One limitation of the current study is that it is based solely on numerical simulations. Experimental validation on a hydraulic press is underway. However, the simulation methodology using DEFORM-3D has been widely validated for cold forging applications, and the trends observed are consistent with plastic theory.

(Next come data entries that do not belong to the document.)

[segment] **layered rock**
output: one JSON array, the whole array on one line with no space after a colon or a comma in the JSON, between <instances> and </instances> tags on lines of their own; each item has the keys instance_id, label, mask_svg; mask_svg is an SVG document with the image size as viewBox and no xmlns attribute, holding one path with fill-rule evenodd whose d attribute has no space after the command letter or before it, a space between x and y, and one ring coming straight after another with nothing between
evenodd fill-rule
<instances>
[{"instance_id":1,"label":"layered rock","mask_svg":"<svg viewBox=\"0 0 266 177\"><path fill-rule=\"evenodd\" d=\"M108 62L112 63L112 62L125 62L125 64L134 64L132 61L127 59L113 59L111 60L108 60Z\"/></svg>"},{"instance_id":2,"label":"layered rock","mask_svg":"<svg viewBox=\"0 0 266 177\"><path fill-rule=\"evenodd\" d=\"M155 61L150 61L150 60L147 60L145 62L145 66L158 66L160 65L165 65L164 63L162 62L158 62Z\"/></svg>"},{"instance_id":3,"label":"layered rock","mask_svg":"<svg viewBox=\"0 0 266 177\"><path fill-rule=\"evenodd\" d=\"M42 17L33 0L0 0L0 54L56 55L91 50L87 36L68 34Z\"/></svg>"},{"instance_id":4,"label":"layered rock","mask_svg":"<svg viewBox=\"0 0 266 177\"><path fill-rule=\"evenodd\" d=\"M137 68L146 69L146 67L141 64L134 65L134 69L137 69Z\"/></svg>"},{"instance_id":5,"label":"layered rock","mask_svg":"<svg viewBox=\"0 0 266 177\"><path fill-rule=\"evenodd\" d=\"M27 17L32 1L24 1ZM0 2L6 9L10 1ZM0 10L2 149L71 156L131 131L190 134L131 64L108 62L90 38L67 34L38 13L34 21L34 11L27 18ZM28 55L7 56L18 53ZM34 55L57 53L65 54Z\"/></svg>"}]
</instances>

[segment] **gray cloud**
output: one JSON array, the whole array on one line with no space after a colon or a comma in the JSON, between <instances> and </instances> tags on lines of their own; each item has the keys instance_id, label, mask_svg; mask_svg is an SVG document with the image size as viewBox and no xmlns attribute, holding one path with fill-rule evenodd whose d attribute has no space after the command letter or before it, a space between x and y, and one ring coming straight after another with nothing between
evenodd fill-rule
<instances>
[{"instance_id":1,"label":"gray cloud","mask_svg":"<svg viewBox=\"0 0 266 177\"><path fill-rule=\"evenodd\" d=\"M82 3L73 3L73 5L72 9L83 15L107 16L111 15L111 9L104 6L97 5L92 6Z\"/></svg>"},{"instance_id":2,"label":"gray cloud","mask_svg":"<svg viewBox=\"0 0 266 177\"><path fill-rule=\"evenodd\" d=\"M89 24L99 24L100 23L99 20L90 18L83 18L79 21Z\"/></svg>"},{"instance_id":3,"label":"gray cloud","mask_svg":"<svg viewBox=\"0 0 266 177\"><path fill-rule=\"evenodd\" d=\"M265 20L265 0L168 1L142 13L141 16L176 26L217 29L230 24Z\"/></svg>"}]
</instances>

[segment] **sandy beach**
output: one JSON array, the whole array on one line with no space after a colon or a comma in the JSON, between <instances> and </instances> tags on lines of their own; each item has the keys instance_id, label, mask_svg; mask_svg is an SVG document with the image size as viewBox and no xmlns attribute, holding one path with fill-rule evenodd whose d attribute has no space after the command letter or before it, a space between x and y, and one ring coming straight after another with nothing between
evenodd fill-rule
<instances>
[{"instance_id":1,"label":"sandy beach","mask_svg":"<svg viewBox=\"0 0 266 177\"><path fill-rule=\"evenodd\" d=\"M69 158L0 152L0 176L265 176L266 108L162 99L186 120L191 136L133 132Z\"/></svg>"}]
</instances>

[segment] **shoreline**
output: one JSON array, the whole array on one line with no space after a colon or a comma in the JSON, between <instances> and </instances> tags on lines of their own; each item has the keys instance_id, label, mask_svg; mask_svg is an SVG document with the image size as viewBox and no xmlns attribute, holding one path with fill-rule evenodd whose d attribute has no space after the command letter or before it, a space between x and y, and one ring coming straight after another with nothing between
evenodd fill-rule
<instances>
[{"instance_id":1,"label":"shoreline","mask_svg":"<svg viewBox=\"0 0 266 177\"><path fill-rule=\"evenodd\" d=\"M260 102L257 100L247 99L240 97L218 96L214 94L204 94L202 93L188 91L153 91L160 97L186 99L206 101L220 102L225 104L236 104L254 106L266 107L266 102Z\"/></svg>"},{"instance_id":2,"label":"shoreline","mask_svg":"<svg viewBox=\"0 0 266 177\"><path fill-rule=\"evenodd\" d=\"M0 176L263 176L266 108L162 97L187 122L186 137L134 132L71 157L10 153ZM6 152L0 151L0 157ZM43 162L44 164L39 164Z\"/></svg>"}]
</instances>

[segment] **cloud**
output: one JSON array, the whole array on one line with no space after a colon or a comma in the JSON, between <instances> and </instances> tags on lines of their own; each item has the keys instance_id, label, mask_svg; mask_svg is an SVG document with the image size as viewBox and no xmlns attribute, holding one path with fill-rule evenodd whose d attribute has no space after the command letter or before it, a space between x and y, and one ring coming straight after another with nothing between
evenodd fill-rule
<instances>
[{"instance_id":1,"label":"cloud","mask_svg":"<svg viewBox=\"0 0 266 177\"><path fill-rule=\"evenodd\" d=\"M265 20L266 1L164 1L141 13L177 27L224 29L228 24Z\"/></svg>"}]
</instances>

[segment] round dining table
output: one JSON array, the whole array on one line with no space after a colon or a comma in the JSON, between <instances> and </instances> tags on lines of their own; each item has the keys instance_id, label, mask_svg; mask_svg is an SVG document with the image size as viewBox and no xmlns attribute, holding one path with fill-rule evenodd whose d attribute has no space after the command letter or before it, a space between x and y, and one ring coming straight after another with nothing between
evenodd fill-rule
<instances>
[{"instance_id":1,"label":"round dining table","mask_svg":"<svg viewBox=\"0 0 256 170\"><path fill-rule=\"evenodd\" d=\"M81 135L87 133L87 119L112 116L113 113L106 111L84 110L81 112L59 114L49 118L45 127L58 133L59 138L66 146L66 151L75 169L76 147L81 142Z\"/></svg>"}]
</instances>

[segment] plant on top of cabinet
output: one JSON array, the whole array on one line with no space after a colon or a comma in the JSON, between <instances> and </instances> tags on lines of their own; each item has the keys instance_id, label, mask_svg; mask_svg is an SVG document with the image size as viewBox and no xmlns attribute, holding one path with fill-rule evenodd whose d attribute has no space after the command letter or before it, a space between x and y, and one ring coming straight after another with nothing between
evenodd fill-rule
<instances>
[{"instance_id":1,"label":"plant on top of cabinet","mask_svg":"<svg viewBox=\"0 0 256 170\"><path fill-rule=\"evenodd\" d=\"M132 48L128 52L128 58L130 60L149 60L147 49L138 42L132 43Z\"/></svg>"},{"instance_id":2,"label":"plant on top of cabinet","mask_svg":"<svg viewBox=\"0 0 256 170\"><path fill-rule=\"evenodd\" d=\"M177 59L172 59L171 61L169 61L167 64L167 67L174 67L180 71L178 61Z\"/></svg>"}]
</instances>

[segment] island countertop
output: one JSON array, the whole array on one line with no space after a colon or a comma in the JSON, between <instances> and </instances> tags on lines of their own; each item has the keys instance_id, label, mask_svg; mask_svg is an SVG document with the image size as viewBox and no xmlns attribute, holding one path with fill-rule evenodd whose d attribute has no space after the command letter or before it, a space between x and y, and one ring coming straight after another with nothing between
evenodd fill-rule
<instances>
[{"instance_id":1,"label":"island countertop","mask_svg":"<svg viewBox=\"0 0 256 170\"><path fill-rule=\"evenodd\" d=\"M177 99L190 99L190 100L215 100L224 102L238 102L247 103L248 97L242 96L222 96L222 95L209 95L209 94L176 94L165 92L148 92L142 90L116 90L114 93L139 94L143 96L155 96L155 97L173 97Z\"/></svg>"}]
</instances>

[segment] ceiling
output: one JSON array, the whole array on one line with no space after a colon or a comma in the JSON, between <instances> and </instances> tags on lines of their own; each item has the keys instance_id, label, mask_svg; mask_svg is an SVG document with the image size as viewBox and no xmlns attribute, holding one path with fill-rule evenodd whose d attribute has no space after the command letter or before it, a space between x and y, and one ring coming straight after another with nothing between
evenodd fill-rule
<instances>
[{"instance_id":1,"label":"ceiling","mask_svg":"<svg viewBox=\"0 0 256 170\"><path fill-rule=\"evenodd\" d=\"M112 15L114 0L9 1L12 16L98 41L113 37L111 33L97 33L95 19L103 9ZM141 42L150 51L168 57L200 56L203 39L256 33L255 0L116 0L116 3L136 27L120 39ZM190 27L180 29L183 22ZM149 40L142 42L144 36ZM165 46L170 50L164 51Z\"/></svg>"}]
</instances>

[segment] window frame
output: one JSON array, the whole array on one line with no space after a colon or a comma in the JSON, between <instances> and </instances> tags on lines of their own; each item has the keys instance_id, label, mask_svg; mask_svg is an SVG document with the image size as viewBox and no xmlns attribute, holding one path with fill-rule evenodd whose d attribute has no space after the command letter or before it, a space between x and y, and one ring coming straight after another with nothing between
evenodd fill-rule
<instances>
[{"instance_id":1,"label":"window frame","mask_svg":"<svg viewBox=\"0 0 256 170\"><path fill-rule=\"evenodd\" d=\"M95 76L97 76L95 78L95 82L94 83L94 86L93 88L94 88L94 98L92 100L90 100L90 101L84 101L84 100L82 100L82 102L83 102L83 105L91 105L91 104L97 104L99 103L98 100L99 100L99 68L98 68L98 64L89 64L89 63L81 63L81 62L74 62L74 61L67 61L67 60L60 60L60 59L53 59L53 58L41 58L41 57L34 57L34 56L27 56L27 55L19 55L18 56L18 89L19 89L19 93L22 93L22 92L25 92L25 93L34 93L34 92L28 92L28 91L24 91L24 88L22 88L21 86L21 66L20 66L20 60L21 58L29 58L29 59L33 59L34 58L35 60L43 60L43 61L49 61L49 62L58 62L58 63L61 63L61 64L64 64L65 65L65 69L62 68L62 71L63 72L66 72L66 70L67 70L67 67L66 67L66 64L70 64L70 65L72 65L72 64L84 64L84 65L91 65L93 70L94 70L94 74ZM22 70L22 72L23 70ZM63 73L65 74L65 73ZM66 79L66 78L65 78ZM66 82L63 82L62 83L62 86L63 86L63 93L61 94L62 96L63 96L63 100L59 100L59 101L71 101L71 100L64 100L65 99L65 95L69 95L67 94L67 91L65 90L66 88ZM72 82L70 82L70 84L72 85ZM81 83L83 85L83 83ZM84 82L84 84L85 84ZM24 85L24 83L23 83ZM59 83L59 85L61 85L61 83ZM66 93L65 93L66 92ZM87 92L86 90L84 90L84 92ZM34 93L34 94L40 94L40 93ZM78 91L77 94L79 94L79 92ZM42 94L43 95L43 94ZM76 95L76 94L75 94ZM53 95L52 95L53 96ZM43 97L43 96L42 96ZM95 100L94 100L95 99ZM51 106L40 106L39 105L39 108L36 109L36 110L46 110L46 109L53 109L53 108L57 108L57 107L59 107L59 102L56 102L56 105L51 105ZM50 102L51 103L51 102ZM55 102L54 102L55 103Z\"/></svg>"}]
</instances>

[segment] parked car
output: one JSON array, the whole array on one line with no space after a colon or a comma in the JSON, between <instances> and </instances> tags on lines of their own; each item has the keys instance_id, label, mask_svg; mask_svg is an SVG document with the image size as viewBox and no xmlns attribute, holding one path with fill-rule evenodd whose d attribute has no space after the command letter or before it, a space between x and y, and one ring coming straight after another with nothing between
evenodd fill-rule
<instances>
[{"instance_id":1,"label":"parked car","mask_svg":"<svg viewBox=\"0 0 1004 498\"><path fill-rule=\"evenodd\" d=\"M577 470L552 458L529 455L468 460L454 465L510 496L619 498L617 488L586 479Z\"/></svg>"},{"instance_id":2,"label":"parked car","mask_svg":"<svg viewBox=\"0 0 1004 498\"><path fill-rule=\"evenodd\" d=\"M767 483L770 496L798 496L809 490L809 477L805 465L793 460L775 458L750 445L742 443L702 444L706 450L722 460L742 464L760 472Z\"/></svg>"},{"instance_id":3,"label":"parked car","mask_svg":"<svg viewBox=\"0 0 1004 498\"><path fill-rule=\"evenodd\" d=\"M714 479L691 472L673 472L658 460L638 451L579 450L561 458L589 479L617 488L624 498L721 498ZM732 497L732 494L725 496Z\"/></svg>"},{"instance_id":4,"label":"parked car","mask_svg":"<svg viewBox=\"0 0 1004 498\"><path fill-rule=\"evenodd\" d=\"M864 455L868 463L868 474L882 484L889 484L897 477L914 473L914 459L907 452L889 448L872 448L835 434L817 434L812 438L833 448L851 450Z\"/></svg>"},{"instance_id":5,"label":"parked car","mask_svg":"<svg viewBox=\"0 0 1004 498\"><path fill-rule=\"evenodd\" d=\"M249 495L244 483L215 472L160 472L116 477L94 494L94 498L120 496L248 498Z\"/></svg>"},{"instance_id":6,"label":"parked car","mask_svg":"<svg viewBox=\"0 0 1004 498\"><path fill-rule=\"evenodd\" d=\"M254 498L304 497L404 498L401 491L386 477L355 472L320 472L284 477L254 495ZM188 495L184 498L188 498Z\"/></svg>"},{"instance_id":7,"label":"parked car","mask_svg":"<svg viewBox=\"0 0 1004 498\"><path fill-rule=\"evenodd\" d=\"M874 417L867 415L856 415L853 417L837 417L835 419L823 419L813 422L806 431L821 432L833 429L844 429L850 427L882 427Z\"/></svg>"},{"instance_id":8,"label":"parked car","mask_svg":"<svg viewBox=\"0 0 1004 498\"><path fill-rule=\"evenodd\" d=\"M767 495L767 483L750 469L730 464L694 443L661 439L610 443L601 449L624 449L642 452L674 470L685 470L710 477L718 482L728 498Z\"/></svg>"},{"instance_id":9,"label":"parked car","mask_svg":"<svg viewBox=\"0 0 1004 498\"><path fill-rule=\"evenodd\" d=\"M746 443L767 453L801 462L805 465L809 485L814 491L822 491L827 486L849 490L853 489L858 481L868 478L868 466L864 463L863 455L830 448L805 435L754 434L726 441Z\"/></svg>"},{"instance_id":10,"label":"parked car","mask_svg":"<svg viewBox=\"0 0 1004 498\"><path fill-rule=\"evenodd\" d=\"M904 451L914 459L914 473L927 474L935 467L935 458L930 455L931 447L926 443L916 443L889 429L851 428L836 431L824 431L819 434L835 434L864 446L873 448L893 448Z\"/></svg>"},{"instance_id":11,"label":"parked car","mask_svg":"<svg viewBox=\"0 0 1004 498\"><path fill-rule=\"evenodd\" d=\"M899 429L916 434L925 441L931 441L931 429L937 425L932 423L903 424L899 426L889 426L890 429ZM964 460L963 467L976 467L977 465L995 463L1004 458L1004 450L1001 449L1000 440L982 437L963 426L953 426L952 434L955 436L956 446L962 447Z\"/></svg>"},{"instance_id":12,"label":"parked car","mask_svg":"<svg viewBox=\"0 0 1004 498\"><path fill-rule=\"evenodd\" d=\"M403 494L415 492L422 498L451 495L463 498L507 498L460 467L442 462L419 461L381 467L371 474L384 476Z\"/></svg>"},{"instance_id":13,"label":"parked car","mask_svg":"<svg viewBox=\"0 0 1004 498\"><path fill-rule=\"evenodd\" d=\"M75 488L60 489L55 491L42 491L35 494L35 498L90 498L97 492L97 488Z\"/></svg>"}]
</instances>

We also note that the material properties play a crucial role. For the 45 steel used here, the strain-hardening exponent \(n=0.15\) leads to moderate work hardening. For materials with higher hardening, the forming force might increase, but the relative benefit of the segmented process should remain similar.
7. Conclusion
We have developed an optimized cold precision forging process for straight spur gears that substantially reduces the forming force. The two-stage method – first using a nested upper die to compress the billet to the required width, then a core punch to drive radial flow into the tooth cavity – achieves a maximum load of only 1.84 MN, compared to 4.86 MN for conventional forging. This reduction of nearly 62% makes it feasible to forge large-module straight spur gears on standard 200-ton presses. The process also minimizes die stress and improves filling quality. Future work will include experimental trials and optimization of the punch geometry and lubrication conditions. The results of this study provide a practical pathway for the efficient cold forging of straight spur gears with enhanced die life and lower energy consumption.
Note: All data presented are based on DEFORM-3D simulations. Material properties and boundary conditions correspond to 45 steel under cold forging conditions.